3.2 Gender Differences in Addiction Severity Index at Baseline

Table 2 exhibits gender differences in the Addiction Severity Index (ASI). The mean ASI family composite score for women was significantly higher than that of men (t=3.8, p<0.001). This finding was congruous with two other related family measures, mean days of conflict with family members in the past 30 days (t=4.2, p<0.001), and conflicts with others (t=3.7, p<0.001). Both men and women showed similar severity scores in drug and alcohol use. Although there were slight differences across ASI medical composites, significantly more women reported having chronic medical problems (X2 (1) =5.7, p<0.05). Women reported more employment problems compared to men (ASI, t=4.2 p<0.001).

Table 2.

Addiction severity at baseline

% or Mean (S.D.)
Characteristics Males (N=390) Females (N=177) Total (N=567)
ASI score
    Family Composite Score*** 0.11 (0.18) 0.18 (0.24) 0.13 (0.20)
    Alcohol Composite Score 0.10 (0.18) 0.09 (0.18) 0.09 (0.18)
    Drug Composite Score 0.11 (0.11) 0.12 (0.13) 0.11 (0.12)
    Medical Composite Score 0.13 (0.27) 0.16 (0.27) 0.14 (0.27)
    Employment Composite Score*** 0.56 (0.32) 0.68 (0.31) 0.60 (0.33)
    Psychiatric Composite Score** 0.14 (0.19) 0.19 (0.23) 0.16 (0.21)
    Legal Composite Score 0.18 (0.20) 0.17 (0.20) 0.18 (0.20)
Family and social relationships
    Days of Conflict with Family, past 30 days*** 1.3 (4.59) 3.6 (8.42) 2.0 (6.13)
    Days of Conflict with Others, past 30 days*** 0.7 (3.20) 2.3 (7.16) 1.2 (4.84)
Medical Status and Psychiatric Status
    Chronic Medical Problems* 17.4 26.4 20.2
    Depression, past 30 days 25.5 30.5 27.1
    Depression, lifetime*** 47.8 64.9 53.1
    Anxiety, past 30 days 29.4 31.6 30.1
    Anxiety, lifetime** 41.0 52.9 44.7
    Trouble Understanding, Concentrating or Remembering, past 30 days* 17.7 26.4 20.4
    Trouble Understanding, Concentrating or Remembering, lifetime** 24.2 37.9 28.4
Legal Status
    In Controlled Setting, past 30 days (%)
        None 67.9 65.0 67.0
        Jail 24.9 22.6 24.2
        Alcohol/Drug Treatment 5.4 11.3 7.2
        Medical/Psychiatric/Other Treatment 1.8 1.1 1.6
    In Controlled Setting, past 6 months (%)**
        No 47.2 52.4 48.9
        Jail 43.6 33.7 40.5
        Alcohol/Drug Treatment 5.8 12.7 8.0
        Medical/Psychiatric/other Treatment 3.3 1.2 2.7
    Months Incarcerated, lifetime* 12.7(24.49) 7.4(19.27) 11.0 (23.12)
    Days Incarcerated, past 30 days 3.1 (7.10) 3.7 (8.10) 3.3 (7.42)

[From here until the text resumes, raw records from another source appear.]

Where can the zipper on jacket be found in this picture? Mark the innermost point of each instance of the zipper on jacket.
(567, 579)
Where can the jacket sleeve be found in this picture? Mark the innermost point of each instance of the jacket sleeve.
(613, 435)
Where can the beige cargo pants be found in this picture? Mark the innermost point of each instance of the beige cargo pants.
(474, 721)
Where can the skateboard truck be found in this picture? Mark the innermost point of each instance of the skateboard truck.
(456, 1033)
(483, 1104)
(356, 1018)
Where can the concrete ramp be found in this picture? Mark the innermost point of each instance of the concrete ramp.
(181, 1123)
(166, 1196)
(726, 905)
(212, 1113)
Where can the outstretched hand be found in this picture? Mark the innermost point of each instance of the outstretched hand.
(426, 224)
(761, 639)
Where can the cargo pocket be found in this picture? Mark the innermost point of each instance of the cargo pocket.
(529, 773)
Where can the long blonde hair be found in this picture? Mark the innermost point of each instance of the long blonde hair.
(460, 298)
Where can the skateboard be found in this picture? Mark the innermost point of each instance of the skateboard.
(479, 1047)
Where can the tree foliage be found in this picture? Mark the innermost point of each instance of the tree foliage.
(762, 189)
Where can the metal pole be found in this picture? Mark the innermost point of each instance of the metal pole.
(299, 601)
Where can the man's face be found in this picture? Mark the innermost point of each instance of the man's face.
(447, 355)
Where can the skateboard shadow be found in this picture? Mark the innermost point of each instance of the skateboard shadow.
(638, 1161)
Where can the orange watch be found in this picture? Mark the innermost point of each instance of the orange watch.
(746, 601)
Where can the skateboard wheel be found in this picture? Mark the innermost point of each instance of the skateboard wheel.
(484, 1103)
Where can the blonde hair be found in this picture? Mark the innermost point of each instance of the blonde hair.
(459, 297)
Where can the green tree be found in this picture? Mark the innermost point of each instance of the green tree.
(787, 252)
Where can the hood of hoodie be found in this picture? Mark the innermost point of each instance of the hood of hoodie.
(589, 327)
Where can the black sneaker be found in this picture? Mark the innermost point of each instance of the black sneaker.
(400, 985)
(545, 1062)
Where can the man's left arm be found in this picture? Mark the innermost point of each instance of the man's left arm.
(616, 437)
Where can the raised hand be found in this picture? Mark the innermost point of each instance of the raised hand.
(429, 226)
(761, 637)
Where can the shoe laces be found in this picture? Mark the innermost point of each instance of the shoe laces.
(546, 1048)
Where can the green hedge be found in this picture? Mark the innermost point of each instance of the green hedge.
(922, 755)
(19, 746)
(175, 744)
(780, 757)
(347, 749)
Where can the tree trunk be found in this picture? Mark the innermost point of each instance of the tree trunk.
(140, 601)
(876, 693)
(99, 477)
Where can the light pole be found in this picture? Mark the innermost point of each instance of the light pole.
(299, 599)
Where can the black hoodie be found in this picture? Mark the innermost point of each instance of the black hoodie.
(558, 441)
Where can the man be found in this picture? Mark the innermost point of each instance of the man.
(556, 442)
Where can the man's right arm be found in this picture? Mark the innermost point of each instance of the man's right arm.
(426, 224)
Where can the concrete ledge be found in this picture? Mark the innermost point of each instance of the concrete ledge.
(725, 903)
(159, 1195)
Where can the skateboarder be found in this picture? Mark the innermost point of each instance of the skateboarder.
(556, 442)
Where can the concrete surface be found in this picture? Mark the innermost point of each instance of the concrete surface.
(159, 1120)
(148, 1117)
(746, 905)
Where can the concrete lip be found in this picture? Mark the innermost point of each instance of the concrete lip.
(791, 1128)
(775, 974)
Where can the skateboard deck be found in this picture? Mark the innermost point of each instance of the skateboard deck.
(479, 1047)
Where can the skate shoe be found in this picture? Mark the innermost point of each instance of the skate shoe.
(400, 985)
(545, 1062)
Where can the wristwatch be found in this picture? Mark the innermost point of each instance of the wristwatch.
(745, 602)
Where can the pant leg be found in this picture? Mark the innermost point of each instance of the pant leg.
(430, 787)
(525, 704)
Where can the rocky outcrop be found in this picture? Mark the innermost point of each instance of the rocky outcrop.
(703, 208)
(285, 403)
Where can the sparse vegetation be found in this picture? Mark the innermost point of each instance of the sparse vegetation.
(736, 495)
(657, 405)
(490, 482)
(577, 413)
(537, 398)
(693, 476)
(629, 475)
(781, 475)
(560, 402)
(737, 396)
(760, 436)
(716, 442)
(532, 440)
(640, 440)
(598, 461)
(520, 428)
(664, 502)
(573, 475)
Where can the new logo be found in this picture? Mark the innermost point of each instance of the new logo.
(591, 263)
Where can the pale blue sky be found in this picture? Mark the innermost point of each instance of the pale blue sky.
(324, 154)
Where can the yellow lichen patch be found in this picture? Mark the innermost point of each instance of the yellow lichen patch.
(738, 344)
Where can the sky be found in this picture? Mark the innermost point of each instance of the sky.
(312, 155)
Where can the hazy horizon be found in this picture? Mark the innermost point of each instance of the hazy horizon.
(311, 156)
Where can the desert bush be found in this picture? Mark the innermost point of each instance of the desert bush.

Chi-square test or t-test on gender differences

*

p<0.05

**

p<0.01

***

p<0.001

Women were more likely to have psychiatric problems than men, indicated by a greater psychiatric composite score (t=2.7, p<0.01), particularly in terms of depression (X2(1) = 13.9, p < 0.001) and anxiety (X2(1) = 6.7, p<0.01) during the lifetimes, and women were more troubled with deficits in understanding, memory, and concentration in the past 30 days (X2(1) =5.34, p < 0.05) and during the lifetimes (X2(1) = 10.66, p < 0.01) (Table 2). More women reported never being in a controlled setting within the past 6 months and fewer women had been in jails (X2(3) = 12.3, p < 0.01), totaling to significantly fewer months spent incarcerated during their lifetimes (t=2.5, p<0.05) compared with men.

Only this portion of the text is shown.